Sonar and seismic surveying for oil and gas off Northland's west coast could lead to more whale strandings and leave some species of whales and dolphins effectively deaf and blind, a marine mammal expert says.
Otago University associate professor of zoology Liz Slooten said she had serious concerns for the safety of whales and dolphins from sonar and seismic exploration for deep sea oil in Statoil's permit zone off Northland's west coast.
International oil company Statoil is preparing to carry out testing in 9,818.88km in the Northland Basin after being granted a permit by the Government, but Dr Slooten said more safeguards needed to be put in place before the company carried out any sonar and seismic testing using air guns.
She said the air guns were the loudest possible controlled noise a human could make in the sea, but they wreaked havoc with many marine mammals.
But Statoil said it has contracted a trained independent marine mammal observer to be aboard the vessel during the survey.
"This is not a requirement, but Statoil is keen to understand as much as it can about the marine life in the permit area," it said.
Statoil has also engaged a third party to undertake a marine mammal impact assessment within the permit area.
That was not enough, though, for Dr Slooten.

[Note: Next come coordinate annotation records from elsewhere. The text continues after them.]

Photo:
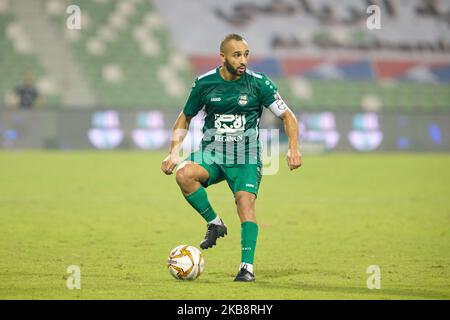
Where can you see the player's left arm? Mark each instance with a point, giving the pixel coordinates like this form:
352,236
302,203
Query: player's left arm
272,99
294,156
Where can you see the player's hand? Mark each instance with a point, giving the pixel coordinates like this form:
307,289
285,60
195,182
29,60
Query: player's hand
169,164
294,159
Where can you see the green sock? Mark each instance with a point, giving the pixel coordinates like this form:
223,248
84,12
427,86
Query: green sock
199,201
249,234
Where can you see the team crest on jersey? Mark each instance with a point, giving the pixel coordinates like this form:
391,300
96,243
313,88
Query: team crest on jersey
243,100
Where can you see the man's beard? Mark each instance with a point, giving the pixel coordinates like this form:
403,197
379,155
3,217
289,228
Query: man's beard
230,69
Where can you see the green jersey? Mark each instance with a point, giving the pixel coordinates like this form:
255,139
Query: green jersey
232,112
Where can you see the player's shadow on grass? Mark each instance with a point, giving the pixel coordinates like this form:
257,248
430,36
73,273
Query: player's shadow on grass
265,278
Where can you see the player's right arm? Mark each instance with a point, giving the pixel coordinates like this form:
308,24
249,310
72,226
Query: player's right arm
180,129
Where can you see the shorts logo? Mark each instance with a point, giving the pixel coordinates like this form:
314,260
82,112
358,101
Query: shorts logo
243,100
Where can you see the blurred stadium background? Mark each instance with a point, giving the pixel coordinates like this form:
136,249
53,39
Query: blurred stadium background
119,81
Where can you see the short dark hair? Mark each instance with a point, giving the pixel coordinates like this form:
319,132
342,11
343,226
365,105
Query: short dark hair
231,36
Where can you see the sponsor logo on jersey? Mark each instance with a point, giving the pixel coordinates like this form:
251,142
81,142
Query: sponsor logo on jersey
243,100
279,101
229,123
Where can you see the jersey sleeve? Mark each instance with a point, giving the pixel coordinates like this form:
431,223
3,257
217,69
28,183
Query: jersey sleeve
268,92
194,102
271,99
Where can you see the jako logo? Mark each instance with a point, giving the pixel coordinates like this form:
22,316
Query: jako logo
374,21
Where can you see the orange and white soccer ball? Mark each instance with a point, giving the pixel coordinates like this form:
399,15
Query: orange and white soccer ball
185,262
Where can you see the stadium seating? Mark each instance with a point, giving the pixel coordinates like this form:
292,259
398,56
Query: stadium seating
126,53
17,58
137,54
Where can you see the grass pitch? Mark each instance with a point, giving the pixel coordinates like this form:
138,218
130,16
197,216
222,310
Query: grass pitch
116,216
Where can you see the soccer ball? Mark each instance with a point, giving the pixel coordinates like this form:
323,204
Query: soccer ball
185,262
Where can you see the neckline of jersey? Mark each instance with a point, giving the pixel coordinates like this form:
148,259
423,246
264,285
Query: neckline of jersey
227,81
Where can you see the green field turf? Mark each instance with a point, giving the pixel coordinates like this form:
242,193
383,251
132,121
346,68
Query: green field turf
117,216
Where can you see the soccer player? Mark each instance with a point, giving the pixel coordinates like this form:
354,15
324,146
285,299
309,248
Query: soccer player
233,99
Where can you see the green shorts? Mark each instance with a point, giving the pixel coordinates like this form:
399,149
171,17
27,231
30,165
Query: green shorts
240,177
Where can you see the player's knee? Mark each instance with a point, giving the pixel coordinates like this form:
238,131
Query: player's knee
245,200
185,175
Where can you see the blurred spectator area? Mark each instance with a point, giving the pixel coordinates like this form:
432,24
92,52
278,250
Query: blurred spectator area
145,53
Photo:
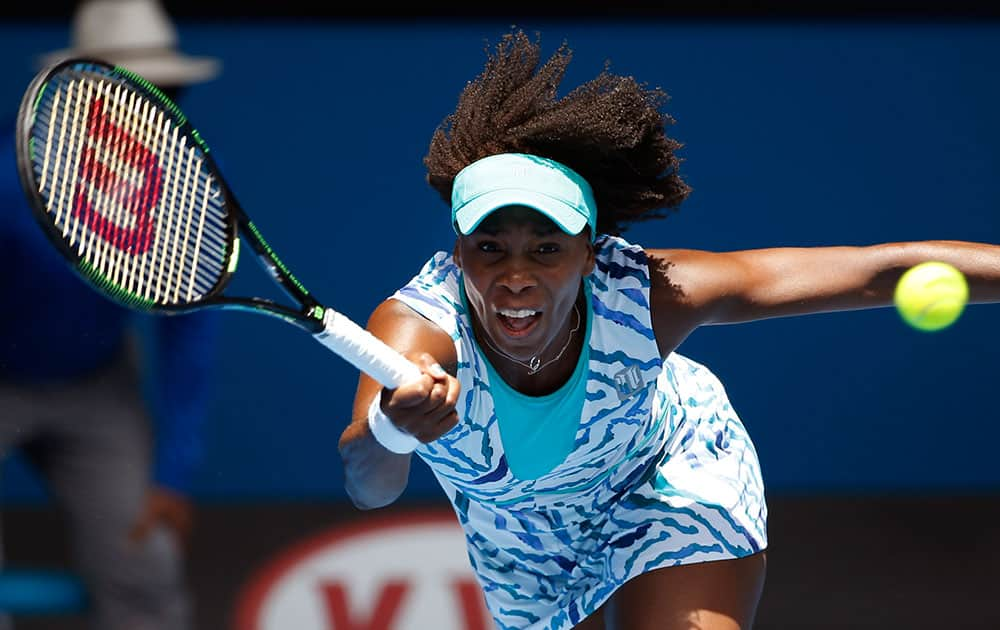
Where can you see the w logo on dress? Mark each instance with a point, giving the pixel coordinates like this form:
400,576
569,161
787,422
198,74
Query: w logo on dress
628,381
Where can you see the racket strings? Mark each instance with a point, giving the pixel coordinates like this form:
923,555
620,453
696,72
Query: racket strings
129,191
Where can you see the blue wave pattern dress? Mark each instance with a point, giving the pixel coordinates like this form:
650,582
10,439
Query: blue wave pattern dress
662,471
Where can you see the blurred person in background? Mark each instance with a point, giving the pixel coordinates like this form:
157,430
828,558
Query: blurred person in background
106,405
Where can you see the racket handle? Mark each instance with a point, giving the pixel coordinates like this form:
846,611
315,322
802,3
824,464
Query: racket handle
365,351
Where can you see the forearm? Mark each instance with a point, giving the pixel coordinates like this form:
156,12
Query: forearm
790,281
373,475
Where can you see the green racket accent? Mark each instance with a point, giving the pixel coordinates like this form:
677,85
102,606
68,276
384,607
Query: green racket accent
272,257
113,289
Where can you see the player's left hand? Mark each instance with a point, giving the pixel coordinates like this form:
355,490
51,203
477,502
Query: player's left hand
166,507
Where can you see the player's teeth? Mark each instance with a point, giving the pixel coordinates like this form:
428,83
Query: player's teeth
523,312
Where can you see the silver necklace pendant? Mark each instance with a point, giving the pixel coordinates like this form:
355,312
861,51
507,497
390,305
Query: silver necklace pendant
535,364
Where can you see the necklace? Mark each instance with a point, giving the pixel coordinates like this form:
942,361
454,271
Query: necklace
535,364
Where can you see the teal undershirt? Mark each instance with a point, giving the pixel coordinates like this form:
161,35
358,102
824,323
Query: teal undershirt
538,432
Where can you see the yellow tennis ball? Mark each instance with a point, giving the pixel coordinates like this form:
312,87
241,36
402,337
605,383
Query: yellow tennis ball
931,296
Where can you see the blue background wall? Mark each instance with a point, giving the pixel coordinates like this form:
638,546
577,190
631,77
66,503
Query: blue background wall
796,134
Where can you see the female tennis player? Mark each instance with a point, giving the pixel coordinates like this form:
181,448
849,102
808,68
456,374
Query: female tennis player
602,479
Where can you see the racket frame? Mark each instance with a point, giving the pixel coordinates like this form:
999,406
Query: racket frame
309,315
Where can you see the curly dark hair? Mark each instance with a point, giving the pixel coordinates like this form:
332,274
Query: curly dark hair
610,130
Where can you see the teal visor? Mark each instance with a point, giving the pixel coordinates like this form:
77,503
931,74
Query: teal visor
518,179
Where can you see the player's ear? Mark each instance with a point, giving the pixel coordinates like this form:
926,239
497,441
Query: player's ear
591,259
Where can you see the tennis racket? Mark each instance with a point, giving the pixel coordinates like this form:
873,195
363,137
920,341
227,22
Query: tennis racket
127,190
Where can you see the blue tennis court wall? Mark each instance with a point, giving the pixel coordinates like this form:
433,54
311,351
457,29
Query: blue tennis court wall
795,134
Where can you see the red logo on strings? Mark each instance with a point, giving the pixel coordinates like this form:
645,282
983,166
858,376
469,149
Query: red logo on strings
119,147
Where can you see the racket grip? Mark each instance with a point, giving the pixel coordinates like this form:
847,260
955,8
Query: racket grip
365,351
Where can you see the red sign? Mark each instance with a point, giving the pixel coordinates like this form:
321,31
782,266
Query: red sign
382,573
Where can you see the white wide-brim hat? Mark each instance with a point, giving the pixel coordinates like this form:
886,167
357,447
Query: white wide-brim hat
135,34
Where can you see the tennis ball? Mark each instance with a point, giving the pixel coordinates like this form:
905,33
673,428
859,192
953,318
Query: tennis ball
931,296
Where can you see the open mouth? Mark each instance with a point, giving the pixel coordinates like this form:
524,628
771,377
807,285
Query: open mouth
518,322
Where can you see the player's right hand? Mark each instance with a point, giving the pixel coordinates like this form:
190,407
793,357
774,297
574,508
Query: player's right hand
424,408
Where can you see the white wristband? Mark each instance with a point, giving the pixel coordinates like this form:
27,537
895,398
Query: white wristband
386,433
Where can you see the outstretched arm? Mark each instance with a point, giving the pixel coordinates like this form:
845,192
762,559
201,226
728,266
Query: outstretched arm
692,288
374,475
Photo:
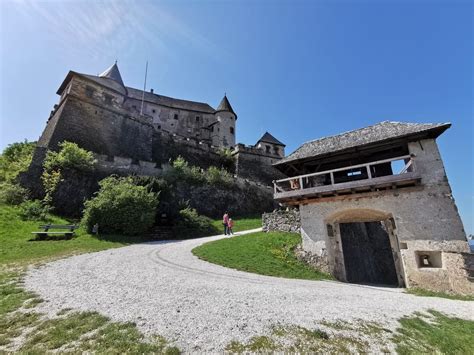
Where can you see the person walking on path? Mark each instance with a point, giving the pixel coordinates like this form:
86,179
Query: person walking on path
225,222
230,224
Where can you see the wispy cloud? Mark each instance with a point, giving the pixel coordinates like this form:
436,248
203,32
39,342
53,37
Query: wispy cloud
99,28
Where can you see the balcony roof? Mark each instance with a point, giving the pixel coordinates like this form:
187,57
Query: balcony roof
368,136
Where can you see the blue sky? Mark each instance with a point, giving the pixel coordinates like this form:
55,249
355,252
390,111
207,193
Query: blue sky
299,69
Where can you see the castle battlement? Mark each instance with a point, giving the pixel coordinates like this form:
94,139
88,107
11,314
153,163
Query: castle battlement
139,132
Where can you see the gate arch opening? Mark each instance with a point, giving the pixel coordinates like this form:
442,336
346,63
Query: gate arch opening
366,247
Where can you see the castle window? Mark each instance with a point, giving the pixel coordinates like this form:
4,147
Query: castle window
108,99
89,91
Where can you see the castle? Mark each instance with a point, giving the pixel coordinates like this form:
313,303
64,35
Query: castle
132,130
375,206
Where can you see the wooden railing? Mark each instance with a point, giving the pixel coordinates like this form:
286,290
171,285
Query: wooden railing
359,172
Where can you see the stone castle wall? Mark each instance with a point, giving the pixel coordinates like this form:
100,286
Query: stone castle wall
252,163
282,221
100,130
108,122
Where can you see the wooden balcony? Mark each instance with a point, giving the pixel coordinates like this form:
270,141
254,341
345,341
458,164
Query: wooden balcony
347,180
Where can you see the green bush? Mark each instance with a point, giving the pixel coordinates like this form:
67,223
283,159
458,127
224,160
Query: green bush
121,207
216,176
70,156
191,225
181,171
34,211
15,159
12,194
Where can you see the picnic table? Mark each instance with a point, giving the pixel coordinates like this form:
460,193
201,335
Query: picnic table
66,230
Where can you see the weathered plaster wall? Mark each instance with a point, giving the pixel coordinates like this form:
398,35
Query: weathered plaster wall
225,129
103,130
425,218
185,123
282,221
254,164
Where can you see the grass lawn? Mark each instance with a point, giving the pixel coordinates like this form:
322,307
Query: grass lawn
427,293
420,333
240,223
75,332
15,235
262,253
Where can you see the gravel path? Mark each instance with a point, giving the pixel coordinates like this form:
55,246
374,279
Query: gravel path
166,290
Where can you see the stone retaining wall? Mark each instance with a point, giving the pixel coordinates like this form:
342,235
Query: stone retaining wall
283,221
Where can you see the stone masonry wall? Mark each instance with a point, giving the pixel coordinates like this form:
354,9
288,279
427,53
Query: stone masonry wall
282,220
254,164
425,218
99,130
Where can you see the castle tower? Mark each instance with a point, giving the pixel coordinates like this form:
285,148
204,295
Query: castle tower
113,73
226,118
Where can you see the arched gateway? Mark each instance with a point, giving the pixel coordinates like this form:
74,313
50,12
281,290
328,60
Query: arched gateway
376,207
365,243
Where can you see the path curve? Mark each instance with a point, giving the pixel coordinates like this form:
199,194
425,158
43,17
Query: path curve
166,290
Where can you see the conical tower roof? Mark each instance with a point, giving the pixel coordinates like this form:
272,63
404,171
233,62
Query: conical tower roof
225,106
267,137
113,73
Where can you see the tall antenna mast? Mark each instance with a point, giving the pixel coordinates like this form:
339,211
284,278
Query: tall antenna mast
144,88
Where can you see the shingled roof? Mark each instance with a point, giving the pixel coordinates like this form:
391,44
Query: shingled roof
267,137
383,131
225,106
113,73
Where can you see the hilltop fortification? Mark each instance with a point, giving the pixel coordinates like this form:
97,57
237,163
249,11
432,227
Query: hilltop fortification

"Gray's and Cuvier's beaked whales and sperm whales live off Northland's west coast," Dr Slooten said.
"Beaked and sperm whales are sensitive to seismic sonar explosions for oil exploration that can damage hearing, which whales rely on to navigate, and they can be killed, if they're very close to the sonic explosions."
She said there are three common responses when whales are scared by sonar: fleeing to escape the sounds can push marine mammals into areas of other risks, such as netting; because sound travels further in deep water, whales may head for shallower and shallower water where the sonar noise becomes quiet more quickly, and end up beaching themselves; and beaked whales normally feed 1000-3000ft deep off Northland and may panic and try to surface too quickly.
"This can give them the bends by not being able to depressurise. The worst result is death," Dr Slooten said.
Some species could effectively be left deaf and blind.
Dr Slooten said having observers on oil survey vessels was "virtually useless", with observers only seeing around 10 per cent of whales and dolphins in the area.